Kafka Hands-on with Docker

- 4 mins

Kafka

Let’s get Apache Kafka running on your workstation with Docker.

Our development cluster will consist of:

We will also configure all three parts to be accessible both from other docker containers and from your host machine.

Zookeeper

The most important options to provide to Zookeeper are this instance ID, client port, and the list of all servers in the cluster. So we should configure 3 things like below.

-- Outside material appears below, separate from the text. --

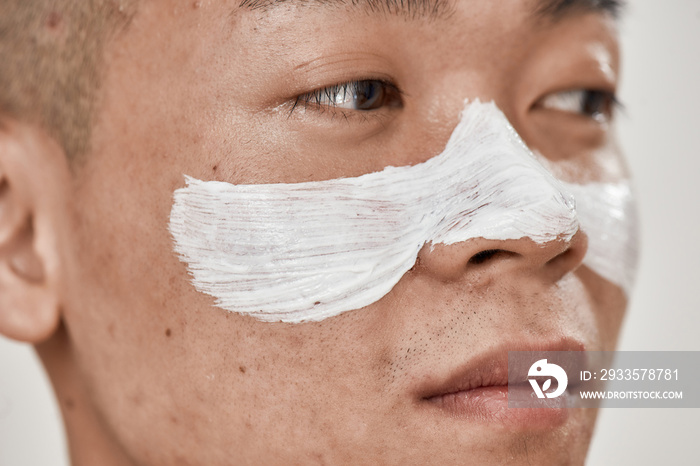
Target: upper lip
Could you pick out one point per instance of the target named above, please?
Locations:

ZOOKEEPER_SERVERS=zookeeper-1:4182:5181
ZOOKEEPER_SERVER_ID=1
ZOOKEEPER_CLIENT_PORT=2181

KAFKA_HEAP_OPTS=-Xms32M -Xmx32M -verbose:gc

And we configure docker-compose file to use Zookeeper Container. Confluent’s Zookeeper image exports two volumes, data, and log, sepeartely; we will have to mount them to have persitence. Thus the minimal Zookeeper service description will look like this :

zookeeper-1:
    image: confluentinc/cp-zookeeper:5.0.0
    hostname: zookeeper-1
    container_name: zookeeper-1
    ports:
      - "2181:2181"
    env_file:
      - zookeeper.env
    healthcheck:
      test: /bin/sh -c '[ \"imok\" = \"$$(echo ruok | nc -w 1 127.0.0.1 2181)\" ]' || exit 1
      interval: 1m
    volumes:
      - zookeeper-1-data:/var/lib/zookeeper/data/
      - zookeeper-1-log:/var/lib/zookeeper/log/

Notice that we are very explicit with hostname, service name, and they shall match what’s in the Zookeeper configuration environment.

Kafka (broker)

We need specify the broker ID, point it to previously configured Zookeeper, and configure the listeners and advertisers. Notice that we configure the broker so we can access it both via kafka-1:9020 from other docker containers and local:29092 from your house machine.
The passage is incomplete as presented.